Democrats should be able to get behind Kelly Craft’s nomination to be U.S. ambassador to the United Nations given her commitment to diplomacy and defending human rights around the world, Greenwood writes. (Tom Williams/CQ Roll Call file photo)
OPINION — It was Eleanor Roosevelt, an icon of my Democratic Party, who summoned the energy and conscience that inspired a young United Nations to produce the Universal Declaration of Human Rights out of the rubble of World War II. The declaration built on the U.N.’s founding promise to promote and encourage “respect for human rights and for fundamental freedoms,” ideals that sadly, 70 years on, are being casually violated, from the reeducation camps of Xinjiang to the gulag-like jails of Moscow and Cairo.

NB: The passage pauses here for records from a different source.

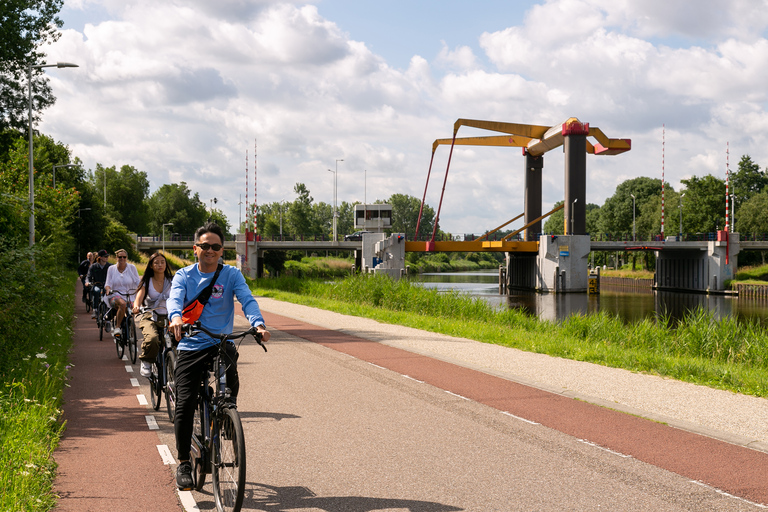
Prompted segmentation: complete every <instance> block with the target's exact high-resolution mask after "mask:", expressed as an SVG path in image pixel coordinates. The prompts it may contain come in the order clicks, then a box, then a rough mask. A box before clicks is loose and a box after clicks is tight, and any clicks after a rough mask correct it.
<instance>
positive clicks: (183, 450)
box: [173, 343, 240, 460]
mask: <svg viewBox="0 0 768 512" xmlns="http://www.w3.org/2000/svg"><path fill="white" fill-rule="evenodd" d="M218 350H219V348H218V347H208V348H206V349H204V350H194V351H193V350H180V351H179V353H178V358H177V359H176V372H175V374H174V376H175V378H176V417H175V419H174V425H173V426H174V430H175V431H176V451H177V455H178V458H179V460H189V450H190V446H192V428H193V424H192V423H193V421H194V416H195V407H197V393H198V391H199V390H200V381H201V380H202V379H203V373H204V372H205V370H206V368H208V367H209V365H210V364H211V361H213V358H214V357H215V356H216V354H217V352H218ZM238 355H239V354H238V353H237V348H235V344H234V343H227V352H226V355H225V356H224V358H223V360H224V362H225V363H226V365H227V387H228V388H229V389H231V390H232V396H233V397H236V396H237V392H238V390H239V389H240V379H239V377H238V375H237V358H238Z"/></svg>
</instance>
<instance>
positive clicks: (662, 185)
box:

So at a time when leaders who should be Roosevelt’s spiritual heirs are mostly missing in action, it was heartening to hear a member of the Trump administration publicly pledge to “reinforce the values, our values, that were central to the U.N.’s founding.” That’s what Kelly Craft told the Senate Foreign Relations Committee last month during her confirmation hearing to become the next U.S. ambassador to the United Nations. She promised to do the job with “an unwavering commitment to universal human rights and freedom” and vowed to “tackle human rights abuses every day.”